Bidding closes at 11:59 p.m. ET on Thursday, with more than 70 baseball-related experiences ranging from clubhouse tours by players to lunches with general managers to team bus rides to meet-and-greets with 14 Hall of Fame players.
The Red Sox have put some intriguing items up for auction.
The first is a chance to sit behind the Green Monster for three innings, while also getting the opportunity to watch batting practice at Fenway Park and meet a Red Sox player. That package includes four infield grandstand tickets.
The second item is lunch for four with manager John Farrell in the team's clubhouse. Imagine sitting there in Boston's clubhouse and getting to pick Farrell's brain on the inner workings of the club.

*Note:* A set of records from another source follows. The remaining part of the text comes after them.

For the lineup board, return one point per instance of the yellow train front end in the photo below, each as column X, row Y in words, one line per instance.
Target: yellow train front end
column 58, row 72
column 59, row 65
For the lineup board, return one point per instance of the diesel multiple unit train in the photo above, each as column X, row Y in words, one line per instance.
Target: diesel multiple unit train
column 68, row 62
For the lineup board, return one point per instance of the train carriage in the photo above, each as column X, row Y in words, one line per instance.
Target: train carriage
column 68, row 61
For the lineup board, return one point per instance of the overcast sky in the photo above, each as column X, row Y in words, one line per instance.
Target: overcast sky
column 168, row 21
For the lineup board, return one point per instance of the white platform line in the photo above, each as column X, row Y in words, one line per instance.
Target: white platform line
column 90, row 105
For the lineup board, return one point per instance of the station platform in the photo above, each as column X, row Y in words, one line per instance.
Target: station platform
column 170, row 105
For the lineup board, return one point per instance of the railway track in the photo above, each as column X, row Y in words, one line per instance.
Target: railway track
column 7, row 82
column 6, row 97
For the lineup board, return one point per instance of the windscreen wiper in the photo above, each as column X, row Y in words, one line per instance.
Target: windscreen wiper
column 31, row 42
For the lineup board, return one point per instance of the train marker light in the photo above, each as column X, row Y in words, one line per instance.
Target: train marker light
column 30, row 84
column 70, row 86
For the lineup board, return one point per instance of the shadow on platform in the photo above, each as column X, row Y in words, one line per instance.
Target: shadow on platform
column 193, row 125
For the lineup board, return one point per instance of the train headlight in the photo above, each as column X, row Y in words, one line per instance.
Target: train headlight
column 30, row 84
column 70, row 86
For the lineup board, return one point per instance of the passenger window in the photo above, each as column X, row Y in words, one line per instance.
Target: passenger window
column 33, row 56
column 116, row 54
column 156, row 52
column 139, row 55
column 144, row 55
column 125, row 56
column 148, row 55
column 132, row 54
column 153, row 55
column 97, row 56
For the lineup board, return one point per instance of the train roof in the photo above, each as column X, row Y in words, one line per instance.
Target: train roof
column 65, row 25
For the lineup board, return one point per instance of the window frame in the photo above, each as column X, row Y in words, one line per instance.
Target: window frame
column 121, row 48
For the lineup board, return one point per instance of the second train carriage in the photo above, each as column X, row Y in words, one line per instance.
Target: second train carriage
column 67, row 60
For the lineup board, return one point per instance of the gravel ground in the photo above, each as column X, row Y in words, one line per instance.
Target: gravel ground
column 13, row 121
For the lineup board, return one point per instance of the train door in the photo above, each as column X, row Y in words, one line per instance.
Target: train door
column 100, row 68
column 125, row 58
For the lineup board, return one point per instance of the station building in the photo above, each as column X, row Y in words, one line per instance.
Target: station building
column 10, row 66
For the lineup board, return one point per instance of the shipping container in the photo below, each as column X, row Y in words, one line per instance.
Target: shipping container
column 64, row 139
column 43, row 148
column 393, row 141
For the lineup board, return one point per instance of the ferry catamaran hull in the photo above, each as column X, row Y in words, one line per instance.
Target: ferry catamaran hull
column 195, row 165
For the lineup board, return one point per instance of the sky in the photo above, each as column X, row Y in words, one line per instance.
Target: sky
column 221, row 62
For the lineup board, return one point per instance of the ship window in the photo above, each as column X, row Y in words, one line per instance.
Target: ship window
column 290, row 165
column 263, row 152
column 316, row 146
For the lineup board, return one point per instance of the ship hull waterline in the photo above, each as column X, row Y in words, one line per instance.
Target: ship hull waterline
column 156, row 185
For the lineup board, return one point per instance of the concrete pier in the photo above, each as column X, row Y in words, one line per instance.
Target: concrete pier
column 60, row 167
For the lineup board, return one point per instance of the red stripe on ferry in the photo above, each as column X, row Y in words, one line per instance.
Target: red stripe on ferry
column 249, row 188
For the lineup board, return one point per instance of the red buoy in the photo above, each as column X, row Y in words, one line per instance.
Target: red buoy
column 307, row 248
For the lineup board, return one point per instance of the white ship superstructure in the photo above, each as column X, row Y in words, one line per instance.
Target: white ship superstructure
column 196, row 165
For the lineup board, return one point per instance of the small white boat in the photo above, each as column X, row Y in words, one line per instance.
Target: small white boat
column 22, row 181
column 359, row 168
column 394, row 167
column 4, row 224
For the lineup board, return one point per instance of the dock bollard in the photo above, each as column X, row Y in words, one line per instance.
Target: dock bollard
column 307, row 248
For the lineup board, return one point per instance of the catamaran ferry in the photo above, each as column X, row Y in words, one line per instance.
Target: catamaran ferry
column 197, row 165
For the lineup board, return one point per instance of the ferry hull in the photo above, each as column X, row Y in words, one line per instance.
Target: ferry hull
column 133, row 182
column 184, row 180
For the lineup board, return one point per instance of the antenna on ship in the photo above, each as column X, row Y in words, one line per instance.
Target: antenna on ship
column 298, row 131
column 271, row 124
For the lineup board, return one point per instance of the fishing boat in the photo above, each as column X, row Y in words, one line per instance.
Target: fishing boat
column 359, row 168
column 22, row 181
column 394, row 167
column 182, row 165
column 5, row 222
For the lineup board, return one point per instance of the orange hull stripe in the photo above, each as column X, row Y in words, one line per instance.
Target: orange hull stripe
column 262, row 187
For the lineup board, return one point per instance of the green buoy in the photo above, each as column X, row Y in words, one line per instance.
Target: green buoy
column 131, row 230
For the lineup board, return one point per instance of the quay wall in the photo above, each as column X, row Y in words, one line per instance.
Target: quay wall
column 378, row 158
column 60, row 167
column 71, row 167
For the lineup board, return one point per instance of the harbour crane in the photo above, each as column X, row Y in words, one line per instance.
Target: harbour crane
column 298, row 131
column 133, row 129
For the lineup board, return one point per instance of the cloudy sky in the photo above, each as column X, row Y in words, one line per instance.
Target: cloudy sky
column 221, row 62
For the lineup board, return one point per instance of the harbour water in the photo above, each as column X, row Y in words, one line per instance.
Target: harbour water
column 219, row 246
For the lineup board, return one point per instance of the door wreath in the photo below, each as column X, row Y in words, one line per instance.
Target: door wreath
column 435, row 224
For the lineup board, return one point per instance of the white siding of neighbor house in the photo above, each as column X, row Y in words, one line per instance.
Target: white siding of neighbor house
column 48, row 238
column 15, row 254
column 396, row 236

And the third item is the copy of the must-have Fenway 100 book, signed by Hall of Famer Jim Rice.
Perhaps no Red Sox player has better perspective than Lester. Sure, he had the worst season of his life in 2012, but he knows that a bad baseball season pales in comparison to the fight against cancer.
"It feels like a lifetime ago [that I was diagnosed]," said Lester. "And I try not to think about it. But I did use it to get through some of my personal struggles and how I pitched this season. I wasn't going to let myself start thinking, 'Woe is me.' It certainly helped keep things in perspective."